Brianna White

Staff member
Jul 30, 2019
With blockchain, users will be able to store information without worrying about the security capabilities or the privacy practices of the service provider (information that is often deliberately obfuscated currently).
The concept of the blockchain has become so closely interlinked with cryptocurrencies that when people hear “blockchain,” they may immediately think of 20-something-year-olds mining away and storing digital currencies in crypto wallets. If these 20-somethings started early enough, they might own Ferraris, or if they have fallen prey to a scamtheft, or just forgotten their password, they may have lost millions. 
Outside of the mindset that cryptocurrency, and therefore blockchain technology, is only for younger crowds, there is a pervasive mindset that these technologies and currencies are secret. Whether it be because Bitcoin is the most preferred cryptocurrency in ransomware or the fact the prefix “crypto” means concealed—blockchain gets a bad reputation due to the association. As such, it’s a world where most people are outsiders looking in, fascinated, and yet, not familiar enough to speak the language. 

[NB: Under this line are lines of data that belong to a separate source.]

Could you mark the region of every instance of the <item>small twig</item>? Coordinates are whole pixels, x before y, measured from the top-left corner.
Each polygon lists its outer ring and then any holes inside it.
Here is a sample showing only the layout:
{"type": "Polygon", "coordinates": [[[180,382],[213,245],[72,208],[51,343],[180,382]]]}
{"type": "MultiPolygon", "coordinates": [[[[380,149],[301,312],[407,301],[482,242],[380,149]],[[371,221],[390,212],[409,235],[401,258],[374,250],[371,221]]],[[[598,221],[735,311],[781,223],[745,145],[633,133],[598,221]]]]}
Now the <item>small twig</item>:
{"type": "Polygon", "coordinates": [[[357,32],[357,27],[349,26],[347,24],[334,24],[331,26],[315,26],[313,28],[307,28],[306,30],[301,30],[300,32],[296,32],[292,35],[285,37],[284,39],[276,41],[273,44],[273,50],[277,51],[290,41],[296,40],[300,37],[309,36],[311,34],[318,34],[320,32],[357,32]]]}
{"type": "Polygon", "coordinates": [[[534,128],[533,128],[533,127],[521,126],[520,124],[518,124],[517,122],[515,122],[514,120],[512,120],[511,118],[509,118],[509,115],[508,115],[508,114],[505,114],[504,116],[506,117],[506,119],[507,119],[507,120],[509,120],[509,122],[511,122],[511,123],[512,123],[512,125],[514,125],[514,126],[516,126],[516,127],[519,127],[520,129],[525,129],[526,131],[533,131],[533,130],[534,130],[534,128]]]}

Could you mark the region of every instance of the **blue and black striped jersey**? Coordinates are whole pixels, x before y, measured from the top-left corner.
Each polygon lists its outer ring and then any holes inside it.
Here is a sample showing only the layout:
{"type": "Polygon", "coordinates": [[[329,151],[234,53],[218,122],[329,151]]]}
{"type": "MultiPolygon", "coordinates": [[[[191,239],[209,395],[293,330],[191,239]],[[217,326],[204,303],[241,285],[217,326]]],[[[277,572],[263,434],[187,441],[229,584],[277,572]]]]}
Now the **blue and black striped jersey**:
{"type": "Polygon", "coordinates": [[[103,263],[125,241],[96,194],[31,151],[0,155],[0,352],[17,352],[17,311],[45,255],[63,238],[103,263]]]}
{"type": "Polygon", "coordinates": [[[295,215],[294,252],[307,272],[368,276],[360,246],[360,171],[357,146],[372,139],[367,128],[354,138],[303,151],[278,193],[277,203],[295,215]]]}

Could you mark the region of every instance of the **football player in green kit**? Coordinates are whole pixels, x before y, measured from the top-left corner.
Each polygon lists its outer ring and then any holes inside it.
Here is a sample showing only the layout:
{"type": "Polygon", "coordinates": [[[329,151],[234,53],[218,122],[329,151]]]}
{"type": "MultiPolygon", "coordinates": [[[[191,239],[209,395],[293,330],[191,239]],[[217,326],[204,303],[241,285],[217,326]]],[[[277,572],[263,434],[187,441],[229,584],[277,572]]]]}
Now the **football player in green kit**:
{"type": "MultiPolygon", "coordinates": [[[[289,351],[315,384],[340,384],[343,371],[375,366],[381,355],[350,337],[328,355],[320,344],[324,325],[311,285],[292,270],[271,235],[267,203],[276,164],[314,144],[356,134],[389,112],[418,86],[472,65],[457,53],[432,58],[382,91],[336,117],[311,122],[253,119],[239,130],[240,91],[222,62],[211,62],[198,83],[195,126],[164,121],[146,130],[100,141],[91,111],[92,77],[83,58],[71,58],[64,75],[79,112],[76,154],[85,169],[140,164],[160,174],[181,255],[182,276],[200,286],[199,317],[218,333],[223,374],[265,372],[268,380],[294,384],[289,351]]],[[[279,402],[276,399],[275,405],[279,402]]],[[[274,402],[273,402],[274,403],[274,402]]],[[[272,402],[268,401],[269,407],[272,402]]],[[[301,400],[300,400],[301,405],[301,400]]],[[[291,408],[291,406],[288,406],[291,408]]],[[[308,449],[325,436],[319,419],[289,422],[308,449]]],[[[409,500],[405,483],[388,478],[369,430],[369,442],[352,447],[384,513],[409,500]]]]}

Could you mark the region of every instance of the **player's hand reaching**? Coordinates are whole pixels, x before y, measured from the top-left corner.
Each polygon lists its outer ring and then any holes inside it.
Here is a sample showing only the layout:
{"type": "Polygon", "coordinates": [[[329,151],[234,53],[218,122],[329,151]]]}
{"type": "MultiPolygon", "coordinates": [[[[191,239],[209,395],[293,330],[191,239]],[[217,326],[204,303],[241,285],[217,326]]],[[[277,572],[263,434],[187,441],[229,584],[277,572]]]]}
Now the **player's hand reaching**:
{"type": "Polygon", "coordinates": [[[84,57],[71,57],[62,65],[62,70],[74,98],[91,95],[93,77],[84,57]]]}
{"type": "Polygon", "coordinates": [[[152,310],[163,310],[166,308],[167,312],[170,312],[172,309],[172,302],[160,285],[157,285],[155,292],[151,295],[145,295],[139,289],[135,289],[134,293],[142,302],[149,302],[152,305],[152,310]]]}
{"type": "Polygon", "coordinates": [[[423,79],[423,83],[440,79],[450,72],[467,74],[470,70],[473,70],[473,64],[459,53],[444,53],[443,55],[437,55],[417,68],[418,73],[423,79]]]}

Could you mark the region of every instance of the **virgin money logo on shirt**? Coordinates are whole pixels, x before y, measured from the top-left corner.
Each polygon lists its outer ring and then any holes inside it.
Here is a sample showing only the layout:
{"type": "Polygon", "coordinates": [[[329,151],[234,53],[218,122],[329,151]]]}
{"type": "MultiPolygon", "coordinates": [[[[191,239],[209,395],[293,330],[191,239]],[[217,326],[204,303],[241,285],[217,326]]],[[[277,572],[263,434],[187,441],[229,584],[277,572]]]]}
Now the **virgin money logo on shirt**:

They don’t realize that blockchain technology could be as pervasive as cloud technology in a few years. If the industry moves in the right direction, blockchain technology has immense potential to equip average users with far more enhanced security and control over their information than they have access to currently. Most importantly, this won’t involve a steep learning curve, and users may be able to leverage blockchain at the backend just as they do with the cloud—likely without even being aware of it.